22.10.2020 | KODWO ESHUN (Goldsmiths, University of London / GB)
Handsworth Songs as Black Industrialism
Abstract
In conversation with Kobena Mercer in 2016, John Akomfrah and Trevor Mathison of Black Audio Film Collective characterised the Collective’s 1982 slide tape work Expeditions: Signs of Empire and Images of Nationality in terms of ‘a sonic back- drop which one could only call “black industrial’. In the Second Lecture, this notion is extended beyond Expeditions so to argue that the Collective continued to pursue the notion of a black industrial aesthetic towards Handsworth Songs and beyond.
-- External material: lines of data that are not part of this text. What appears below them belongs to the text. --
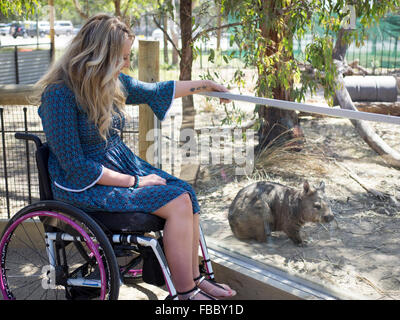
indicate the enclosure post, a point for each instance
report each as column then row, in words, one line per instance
column 148, row 63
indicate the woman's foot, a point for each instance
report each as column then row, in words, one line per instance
column 194, row 294
column 219, row 291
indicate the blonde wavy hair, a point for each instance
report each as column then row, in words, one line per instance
column 90, row 67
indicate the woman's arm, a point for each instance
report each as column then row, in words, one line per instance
column 185, row 88
column 113, row 178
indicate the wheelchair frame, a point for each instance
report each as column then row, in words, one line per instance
column 63, row 226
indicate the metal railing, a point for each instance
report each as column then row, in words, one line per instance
column 24, row 65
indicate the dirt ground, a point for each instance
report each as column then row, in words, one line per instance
column 358, row 252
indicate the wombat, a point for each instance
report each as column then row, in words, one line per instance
column 264, row 206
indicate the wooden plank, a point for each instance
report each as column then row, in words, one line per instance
column 149, row 69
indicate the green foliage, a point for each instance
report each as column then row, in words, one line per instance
column 18, row 7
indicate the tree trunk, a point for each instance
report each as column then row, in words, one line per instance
column 277, row 125
column 165, row 25
column 363, row 128
column 185, row 12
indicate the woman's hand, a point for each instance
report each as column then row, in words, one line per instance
column 151, row 180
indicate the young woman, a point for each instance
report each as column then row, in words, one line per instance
column 82, row 111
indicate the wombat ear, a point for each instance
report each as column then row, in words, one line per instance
column 306, row 186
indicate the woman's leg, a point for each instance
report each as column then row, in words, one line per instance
column 216, row 290
column 178, row 242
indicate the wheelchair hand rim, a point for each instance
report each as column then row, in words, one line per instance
column 87, row 238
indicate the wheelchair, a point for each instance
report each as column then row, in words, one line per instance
column 53, row 250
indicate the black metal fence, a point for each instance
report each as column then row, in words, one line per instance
column 24, row 64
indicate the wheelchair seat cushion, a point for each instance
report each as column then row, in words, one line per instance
column 117, row 222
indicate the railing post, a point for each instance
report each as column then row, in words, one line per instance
column 3, row 140
column 149, row 71
column 16, row 64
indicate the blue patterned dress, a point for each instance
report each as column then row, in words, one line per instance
column 78, row 153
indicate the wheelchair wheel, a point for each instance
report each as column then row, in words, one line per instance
column 56, row 254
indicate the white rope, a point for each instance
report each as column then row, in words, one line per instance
column 289, row 105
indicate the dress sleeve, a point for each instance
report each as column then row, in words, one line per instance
column 159, row 95
column 59, row 115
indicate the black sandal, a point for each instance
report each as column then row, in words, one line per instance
column 201, row 278
column 195, row 291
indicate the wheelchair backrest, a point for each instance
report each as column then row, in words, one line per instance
column 42, row 157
To hear Handsworth Songs from the perspective of the British industrial music culture of the late 1970s and 1980s is to rethink the parameters of audio in the Collective’s theorization of the becoming of black audio film collectivity. The idea of black audio can be heard as a cinesonic ecology in which the seditionary effects of punk, the mutational effect of post-punk and the blacklessness of industrial music converge to constitute an aesthetic sociality that works to reconfigure the frontier effects that reproduced the cine-culture of the British Left along the informally segregated racialised aesthetics of twentieth century British cinema.
Biographical Note
Dr. Kodwo Eshun is Lecturer in Contemporary Art Theory at Department of Visual Culture, Goldsmiths, University of London, Visiting Professor, Haut Ecole d’Art et Design, Genève and co-founder of The Otolith Group. He is co-editor of The Fisher Function, 2017, Post Punk Then and Now, 2016, The Militant Image: A Cine-Geography: Third Text Vol 25 Issue, 2011, Harun Farocki Against What? Against Whom, 2010 and The Ghosts of Songs: The Film Art of the Black Audio Film Collective 1982–1998, 2007 and author of Dan Graham: Rock My Religion, Afterall, 2012, and More Brilliant than the Sun: Adventures in Sonic Fiction forthcoming on Verso, 2021.